Перо взъерошилось, чернилица зашаталась и хотела уже брызнуть на колпак своею черною кровию. Горе было бы колпаку, если б в самое то время не раздалось по комнате: «Шуст, шуст, клап, шуст, шуст клал», – и красная с пуговкой туфля, кокетствуя и вертясь на каблуке, не прихлопнула крышечку чернильницы. – Чернильница принуждена была выпустить перо, а перо без его души, как мертвое, упало на стол и засохло с досады.
«Ру, ру, ру, моя красавица, скажи: ¿какой чулочный мастер мог создать такое чудо природы, такую красоту неописанную?»
– Шуст, шуст клап, – отвечала туфля, – меня создал не чулочный мастер, а тот, кто превыше чулочного мира, кто топчет чулки, от кого прячутся башмаки и самые высокие ботфорты трепещут, меня создал сапожник!
«Как, – возразил колпак, – ¿кто-нибудь, кроме чулочного мастера, мог так искусно выгнуть твою шкурку, так ловко спустить твою пятку? – храп, храп, храп! Позвольте мне вам сделать вопрос, может быть, нескромный: ¿на скольких петлях вас вязали?»
«Несчастный! какой туман затмевает твой рассудок! неужели ты, подобно перьям, чернилице, стульям и всем бессмысленным тварям, никогда не знавшим шила и колодки, неужели, подобно им, ты не признаешь великого сапожника? ¿Неужели спицы не дали тебе понятия о чем-то высшем, о том, без чего не могли бы существовать ни башмаки, ни калоши, ни самые ботфорты, чего нельзя утаить и в самом мелко связанном мешке, шуст, шуст клап! и что называют – шилом?»
Колпак смутился и побледнел, петли находились в судорожном движении и шептали между собою: ¿«Што там туфля шушукает про сапожного мастера? ¿Што за штука? ¿Неужли он больше чулочного?»

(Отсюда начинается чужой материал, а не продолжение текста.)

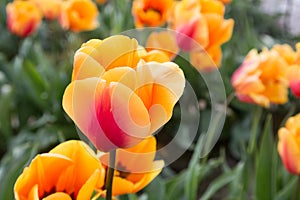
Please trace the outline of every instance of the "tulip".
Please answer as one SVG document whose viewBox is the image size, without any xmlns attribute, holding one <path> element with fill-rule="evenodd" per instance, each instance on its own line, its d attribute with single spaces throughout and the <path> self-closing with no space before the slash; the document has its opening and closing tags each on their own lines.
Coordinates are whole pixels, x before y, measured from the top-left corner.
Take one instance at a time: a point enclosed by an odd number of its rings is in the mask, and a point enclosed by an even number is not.
<svg viewBox="0 0 300 200">
<path fill-rule="evenodd" d="M 140 191 L 161 172 L 164 162 L 154 161 L 155 153 L 156 139 L 153 136 L 134 147 L 117 150 L 112 190 L 114 196 Z M 100 155 L 104 166 L 107 166 L 108 157 L 108 154 Z"/>
<path fill-rule="evenodd" d="M 149 53 L 126 36 L 90 40 L 75 53 L 63 108 L 99 150 L 132 147 L 171 118 L 183 72 L 172 62 L 150 62 L 163 54 Z"/>
<path fill-rule="evenodd" d="M 20 37 L 27 37 L 34 33 L 42 20 L 41 12 L 30 1 L 8 3 L 6 13 L 8 29 Z"/>
<path fill-rule="evenodd" d="M 137 28 L 162 26 L 166 23 L 173 0 L 134 0 L 132 14 Z"/>
<path fill-rule="evenodd" d="M 232 35 L 234 21 L 224 19 L 225 6 L 217 0 L 183 0 L 173 7 L 169 27 L 178 34 L 181 50 L 191 52 L 191 63 L 197 69 L 219 66 L 221 45 Z"/>
<path fill-rule="evenodd" d="M 287 102 L 288 64 L 277 51 L 252 50 L 234 72 L 231 83 L 239 100 L 268 108 L 270 104 Z"/>
<path fill-rule="evenodd" d="M 290 58 L 292 64 L 287 71 L 291 91 L 296 97 L 300 97 L 300 43 L 296 44 L 296 49 L 297 51 L 294 54 L 285 53 L 284 55 Z"/>
<path fill-rule="evenodd" d="M 147 38 L 146 49 L 163 51 L 169 59 L 173 59 L 179 52 L 179 47 L 173 32 L 152 32 Z"/>
<path fill-rule="evenodd" d="M 31 0 L 42 11 L 46 19 L 57 19 L 61 12 L 62 0 Z"/>
<path fill-rule="evenodd" d="M 285 127 L 278 131 L 278 152 L 281 160 L 292 174 L 300 174 L 300 114 L 290 117 Z"/>
<path fill-rule="evenodd" d="M 63 1 L 59 22 L 64 29 L 74 32 L 89 31 L 98 27 L 98 9 L 91 0 Z"/>
<path fill-rule="evenodd" d="M 49 153 L 37 155 L 18 177 L 16 200 L 91 199 L 104 185 L 105 169 L 81 141 L 67 141 Z"/>
</svg>

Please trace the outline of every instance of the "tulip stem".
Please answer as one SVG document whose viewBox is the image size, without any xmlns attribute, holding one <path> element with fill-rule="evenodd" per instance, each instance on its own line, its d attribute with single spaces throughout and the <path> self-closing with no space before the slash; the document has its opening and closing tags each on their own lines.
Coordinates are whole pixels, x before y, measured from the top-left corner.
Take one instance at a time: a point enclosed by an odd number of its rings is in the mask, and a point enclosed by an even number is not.
<svg viewBox="0 0 300 200">
<path fill-rule="evenodd" d="M 107 168 L 105 188 L 106 188 L 106 200 L 112 200 L 112 184 L 115 172 L 116 163 L 116 150 L 109 152 L 109 164 Z"/>
</svg>

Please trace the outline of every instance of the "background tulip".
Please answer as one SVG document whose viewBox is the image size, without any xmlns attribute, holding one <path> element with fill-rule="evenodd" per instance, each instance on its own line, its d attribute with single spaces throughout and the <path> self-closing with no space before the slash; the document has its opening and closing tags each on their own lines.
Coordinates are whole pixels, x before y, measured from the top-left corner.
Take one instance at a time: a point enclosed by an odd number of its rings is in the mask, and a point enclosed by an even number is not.
<svg viewBox="0 0 300 200">
<path fill-rule="evenodd" d="M 89 31 L 98 27 L 98 9 L 91 0 L 63 1 L 59 22 L 64 29 L 74 32 Z"/>
<path fill-rule="evenodd" d="M 247 103 L 264 107 L 287 102 L 288 64 L 277 51 L 252 50 L 231 79 L 237 97 Z"/>
<path fill-rule="evenodd" d="M 285 168 L 300 174 L 300 114 L 290 117 L 285 127 L 279 129 L 278 152 Z"/>
<path fill-rule="evenodd" d="M 7 4 L 7 27 L 20 36 L 27 37 L 35 32 L 42 20 L 42 13 L 31 1 L 14 1 Z"/>
</svg>

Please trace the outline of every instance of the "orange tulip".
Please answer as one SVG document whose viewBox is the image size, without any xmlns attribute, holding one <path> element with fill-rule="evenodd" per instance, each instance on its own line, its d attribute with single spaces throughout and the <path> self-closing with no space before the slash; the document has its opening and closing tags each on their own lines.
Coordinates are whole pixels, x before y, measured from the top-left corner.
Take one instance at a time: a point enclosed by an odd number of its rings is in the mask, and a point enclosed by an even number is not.
<svg viewBox="0 0 300 200">
<path fill-rule="evenodd" d="M 183 0 L 171 12 L 169 27 L 179 33 L 176 36 L 179 47 L 191 51 L 191 62 L 198 69 L 221 63 L 220 46 L 231 38 L 234 25 L 232 19 L 224 19 L 224 12 L 225 6 L 217 0 Z M 207 62 L 208 59 L 199 62 L 207 55 L 212 62 Z"/>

Между тем туфля, сверкая блестящею пуговкою, вспрыгнула на кресла, нагнула носик колпачной шишечки и, нежно затрагивая его каблучком, говорила ему с ласкою: «Храпушка, храпушка! шуст, шуст клап, шуст, шуст клап! Обратись к нам, у нас хорошо, у нас небо сафьянное, у нас солнце пуговка, у нас месяц шишечкой, у нас звезды гвоздики, у нас жизнь сыромятная, в ваксе по горло, щетки не считаны…»
Не совсем понимал ее колпак, однако догадывался, что в словах туфли есть что-то высокое и таинственное. Еще долго говорили они, долго нежный лепет туфли сливался с руку-каньем колпака, миловидность ее докончило то, чего не могло бы сделать одно красноречие, и колпак, прикрывая туфлю своею кисточкою, поплелся за нею, нежно припевая: «Храп, храп, храп, ру, ру, ру».